The assumption underneath
Every link in this chain is built by people doing something reasonable. The front end forwards requests to be fast. The back end reads length from a header because that is how the protocol works. The standard offers two ways to declare length because both are genuinely useful. None of those choices is wrong on its own. The bug is the assumption that connects them: that the front end and the back end will always agree on where a request ends, because the question feels like it has one obvious answer.
It does not. The attack lives entirely in the gap between two readers of the same bytes, a gap nobody put there on purpose and nobody tested for, because each server was certain the other saw what it saw. That is the kind of flaw you find by asking what each component assumes about the one next to it, then arranging for the assumption to be false, rather than by scanning for a known bad string. It is the same trust in a validated view of a request that powers bugs like server side request forgery, and it is exactly the class of bug an autonomous researcher that tests assumptions is built to surface. The two servers think they agree. The whole exploit is proof that they do not.
Frequently asked questions
What is HTTP request smuggling in simple terms?
It is an attack that works when a front end server and a back end server read the same bytes on a shared connection but disagree about where one request ends and the next begins. The attacker crafts a request that the front end treats as finished while the back end thinks part of it is the start of a new request. Those leftover bytes wait in the back end buffer and get stitched onto the next user’s request, so the back end runs a request the attacker wrote. The PortSwigger Web Security Academy covers the mechanics in depth in its request smuggling guide.
Why do the two length headers cause the problem?
HTTP/1.1 gives two ways to declare how long a body is. Content-Length states the byte count up front, while Transfer-Encoding: chunked sends the body as sized chunks ending in a zero length chunk. When one request carries both headers and they point at different boundaries, servers can disagree. RFC 9112 section 6.3 says Transfer-Encoding wins and warns the request may be a smuggling attempt, but not every server obeys, and the ones that disagree are the ones an attacker chains against.

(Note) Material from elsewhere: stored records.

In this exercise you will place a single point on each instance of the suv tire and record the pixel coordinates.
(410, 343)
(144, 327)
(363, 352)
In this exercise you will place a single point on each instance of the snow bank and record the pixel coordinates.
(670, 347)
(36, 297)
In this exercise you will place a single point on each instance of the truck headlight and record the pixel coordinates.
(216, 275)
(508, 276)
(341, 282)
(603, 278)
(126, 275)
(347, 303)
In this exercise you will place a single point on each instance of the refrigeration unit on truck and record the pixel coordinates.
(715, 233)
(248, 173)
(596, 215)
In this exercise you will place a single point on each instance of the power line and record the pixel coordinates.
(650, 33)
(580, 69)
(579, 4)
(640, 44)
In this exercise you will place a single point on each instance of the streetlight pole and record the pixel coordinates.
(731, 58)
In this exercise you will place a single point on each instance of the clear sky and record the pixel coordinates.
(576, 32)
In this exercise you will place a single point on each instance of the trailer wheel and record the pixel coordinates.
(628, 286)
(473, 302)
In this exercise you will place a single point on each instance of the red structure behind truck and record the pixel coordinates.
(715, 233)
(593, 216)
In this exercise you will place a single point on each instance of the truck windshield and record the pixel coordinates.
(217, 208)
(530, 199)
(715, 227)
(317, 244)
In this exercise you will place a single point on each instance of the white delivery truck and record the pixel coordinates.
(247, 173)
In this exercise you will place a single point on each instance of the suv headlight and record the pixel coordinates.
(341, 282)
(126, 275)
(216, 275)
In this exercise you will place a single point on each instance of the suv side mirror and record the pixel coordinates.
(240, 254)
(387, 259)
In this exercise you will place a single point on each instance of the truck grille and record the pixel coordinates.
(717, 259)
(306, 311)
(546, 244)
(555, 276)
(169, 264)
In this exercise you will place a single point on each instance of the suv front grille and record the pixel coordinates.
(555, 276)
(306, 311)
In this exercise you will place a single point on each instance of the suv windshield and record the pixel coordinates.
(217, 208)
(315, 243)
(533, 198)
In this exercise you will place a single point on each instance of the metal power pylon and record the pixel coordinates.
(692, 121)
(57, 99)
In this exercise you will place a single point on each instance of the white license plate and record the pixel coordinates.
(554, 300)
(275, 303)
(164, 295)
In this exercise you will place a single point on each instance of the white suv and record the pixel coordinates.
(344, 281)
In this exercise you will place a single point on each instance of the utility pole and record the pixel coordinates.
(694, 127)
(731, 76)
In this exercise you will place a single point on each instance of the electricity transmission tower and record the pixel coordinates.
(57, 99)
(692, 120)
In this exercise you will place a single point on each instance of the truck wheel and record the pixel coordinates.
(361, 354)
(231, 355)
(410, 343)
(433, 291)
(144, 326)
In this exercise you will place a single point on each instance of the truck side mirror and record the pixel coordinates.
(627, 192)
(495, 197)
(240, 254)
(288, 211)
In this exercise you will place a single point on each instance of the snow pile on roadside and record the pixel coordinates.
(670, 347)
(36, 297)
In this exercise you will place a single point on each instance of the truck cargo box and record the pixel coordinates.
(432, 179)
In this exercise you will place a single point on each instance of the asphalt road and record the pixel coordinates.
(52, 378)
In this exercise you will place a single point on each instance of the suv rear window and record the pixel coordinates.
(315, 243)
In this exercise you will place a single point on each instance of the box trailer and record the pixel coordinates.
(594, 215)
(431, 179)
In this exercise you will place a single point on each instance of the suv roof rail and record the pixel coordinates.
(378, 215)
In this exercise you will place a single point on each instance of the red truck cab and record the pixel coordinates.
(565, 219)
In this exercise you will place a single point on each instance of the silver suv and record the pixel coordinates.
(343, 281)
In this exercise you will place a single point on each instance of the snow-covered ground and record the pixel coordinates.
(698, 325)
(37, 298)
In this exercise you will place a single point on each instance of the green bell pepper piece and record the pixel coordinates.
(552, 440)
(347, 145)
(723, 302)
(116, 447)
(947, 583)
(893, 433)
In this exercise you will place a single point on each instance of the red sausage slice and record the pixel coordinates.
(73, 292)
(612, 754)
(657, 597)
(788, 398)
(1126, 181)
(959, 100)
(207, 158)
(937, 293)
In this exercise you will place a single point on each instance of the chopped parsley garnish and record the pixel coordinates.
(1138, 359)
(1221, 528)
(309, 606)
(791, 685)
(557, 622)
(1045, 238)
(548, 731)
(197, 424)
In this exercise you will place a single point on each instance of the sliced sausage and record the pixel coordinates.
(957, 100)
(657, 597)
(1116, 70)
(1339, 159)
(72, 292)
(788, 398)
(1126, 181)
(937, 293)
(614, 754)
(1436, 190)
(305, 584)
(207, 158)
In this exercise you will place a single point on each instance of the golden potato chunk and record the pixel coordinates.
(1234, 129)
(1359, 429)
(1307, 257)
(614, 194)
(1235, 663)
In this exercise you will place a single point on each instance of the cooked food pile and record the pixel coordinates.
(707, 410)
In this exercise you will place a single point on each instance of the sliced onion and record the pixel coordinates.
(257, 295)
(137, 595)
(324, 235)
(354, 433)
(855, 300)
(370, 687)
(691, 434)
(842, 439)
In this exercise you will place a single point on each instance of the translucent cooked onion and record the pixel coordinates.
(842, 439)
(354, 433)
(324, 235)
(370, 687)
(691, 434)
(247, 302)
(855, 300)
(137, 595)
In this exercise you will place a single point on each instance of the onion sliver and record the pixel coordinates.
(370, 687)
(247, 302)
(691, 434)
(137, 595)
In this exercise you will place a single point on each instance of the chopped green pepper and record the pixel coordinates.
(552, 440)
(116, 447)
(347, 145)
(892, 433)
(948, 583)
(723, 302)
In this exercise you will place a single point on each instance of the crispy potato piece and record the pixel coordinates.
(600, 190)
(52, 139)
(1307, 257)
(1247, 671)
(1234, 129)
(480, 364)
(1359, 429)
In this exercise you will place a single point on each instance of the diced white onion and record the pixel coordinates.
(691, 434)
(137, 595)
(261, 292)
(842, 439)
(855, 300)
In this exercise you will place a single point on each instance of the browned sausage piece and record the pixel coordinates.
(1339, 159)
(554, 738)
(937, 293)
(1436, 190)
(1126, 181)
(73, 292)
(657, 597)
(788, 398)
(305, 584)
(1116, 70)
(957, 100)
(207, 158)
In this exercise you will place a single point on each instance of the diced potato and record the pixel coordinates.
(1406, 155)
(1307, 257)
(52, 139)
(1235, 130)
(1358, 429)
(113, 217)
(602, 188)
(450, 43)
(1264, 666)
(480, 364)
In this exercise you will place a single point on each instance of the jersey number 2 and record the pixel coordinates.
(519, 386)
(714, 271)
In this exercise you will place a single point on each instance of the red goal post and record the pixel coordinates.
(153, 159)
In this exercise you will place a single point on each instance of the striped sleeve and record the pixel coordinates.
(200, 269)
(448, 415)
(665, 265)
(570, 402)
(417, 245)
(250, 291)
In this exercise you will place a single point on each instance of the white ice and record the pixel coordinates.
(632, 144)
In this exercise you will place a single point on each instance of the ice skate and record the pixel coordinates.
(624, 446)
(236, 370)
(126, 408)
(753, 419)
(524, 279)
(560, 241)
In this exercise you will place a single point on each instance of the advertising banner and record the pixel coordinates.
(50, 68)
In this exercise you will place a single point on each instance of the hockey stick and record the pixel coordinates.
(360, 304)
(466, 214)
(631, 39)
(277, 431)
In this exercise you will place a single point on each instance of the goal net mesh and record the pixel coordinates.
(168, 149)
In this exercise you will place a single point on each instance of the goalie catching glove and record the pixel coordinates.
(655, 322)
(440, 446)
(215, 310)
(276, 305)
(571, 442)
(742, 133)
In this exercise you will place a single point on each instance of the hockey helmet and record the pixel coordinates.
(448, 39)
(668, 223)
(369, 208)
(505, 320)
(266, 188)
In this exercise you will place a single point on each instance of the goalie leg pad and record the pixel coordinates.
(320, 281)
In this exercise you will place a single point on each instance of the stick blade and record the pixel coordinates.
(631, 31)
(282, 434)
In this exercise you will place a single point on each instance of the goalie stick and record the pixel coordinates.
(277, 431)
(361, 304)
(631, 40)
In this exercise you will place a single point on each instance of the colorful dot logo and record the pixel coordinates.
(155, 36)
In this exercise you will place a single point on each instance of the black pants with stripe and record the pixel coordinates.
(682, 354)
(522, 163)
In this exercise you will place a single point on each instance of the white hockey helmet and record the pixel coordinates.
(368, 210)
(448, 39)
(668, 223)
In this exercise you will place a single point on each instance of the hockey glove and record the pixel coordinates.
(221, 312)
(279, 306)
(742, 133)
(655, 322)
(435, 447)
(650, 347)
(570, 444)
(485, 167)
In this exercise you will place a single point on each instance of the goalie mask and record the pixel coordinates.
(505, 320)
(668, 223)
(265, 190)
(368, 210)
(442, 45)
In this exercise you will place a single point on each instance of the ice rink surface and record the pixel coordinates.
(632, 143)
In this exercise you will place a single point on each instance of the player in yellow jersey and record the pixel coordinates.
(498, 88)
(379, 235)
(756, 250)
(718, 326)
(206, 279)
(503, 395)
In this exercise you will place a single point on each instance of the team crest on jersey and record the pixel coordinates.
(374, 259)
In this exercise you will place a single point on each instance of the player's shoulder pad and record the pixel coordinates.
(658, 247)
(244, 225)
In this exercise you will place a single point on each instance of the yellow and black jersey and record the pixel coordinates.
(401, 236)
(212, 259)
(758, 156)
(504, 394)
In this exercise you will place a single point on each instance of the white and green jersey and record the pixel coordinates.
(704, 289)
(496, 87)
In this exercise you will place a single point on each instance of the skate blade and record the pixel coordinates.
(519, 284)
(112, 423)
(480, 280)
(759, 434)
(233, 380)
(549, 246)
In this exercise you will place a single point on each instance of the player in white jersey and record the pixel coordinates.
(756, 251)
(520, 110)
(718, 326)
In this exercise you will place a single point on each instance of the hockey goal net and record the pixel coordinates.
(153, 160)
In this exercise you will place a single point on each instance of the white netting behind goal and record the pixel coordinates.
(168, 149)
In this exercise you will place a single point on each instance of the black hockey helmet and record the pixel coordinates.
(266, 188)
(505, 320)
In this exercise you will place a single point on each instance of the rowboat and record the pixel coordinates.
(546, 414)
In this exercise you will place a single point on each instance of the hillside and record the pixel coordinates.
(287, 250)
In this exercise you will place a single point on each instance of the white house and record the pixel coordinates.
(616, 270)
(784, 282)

What are CL.TE, TE.CL, and TE.TE?
They name which header each server trusts. CL.TE means the front end honors Content-Length and the back end honors Transfer-Encoding, so the back end stops at the zero chunk and leaves the rest as a smuggled prefix. TE.CL is the reverse. TE.TE is when both support chunked, so the attacker obfuscates the Transfer-Encoding header, for example with odd spacing or a misspelling, so one server stops honoring it and the chain desyncs again.
Doesn’t HTTP/2 prevent request smuggling?
End to end HTTP/2 mostly does, because it carries each body in binary frames with a built in length, leaving no room for two text headers to disagree. The risk returns when a front end accepts HTTP/2 from the internet and downgrades each request to HTTP/1.1 for the back end. If it forges a wrong content-length (H2.CL) or forwards a transfer-encoding it should have rejected as malformed (H2.TE), the back end desyncs just like before. Using HTTP/2 to the back end too, or validating length against the real frames, removes the gap.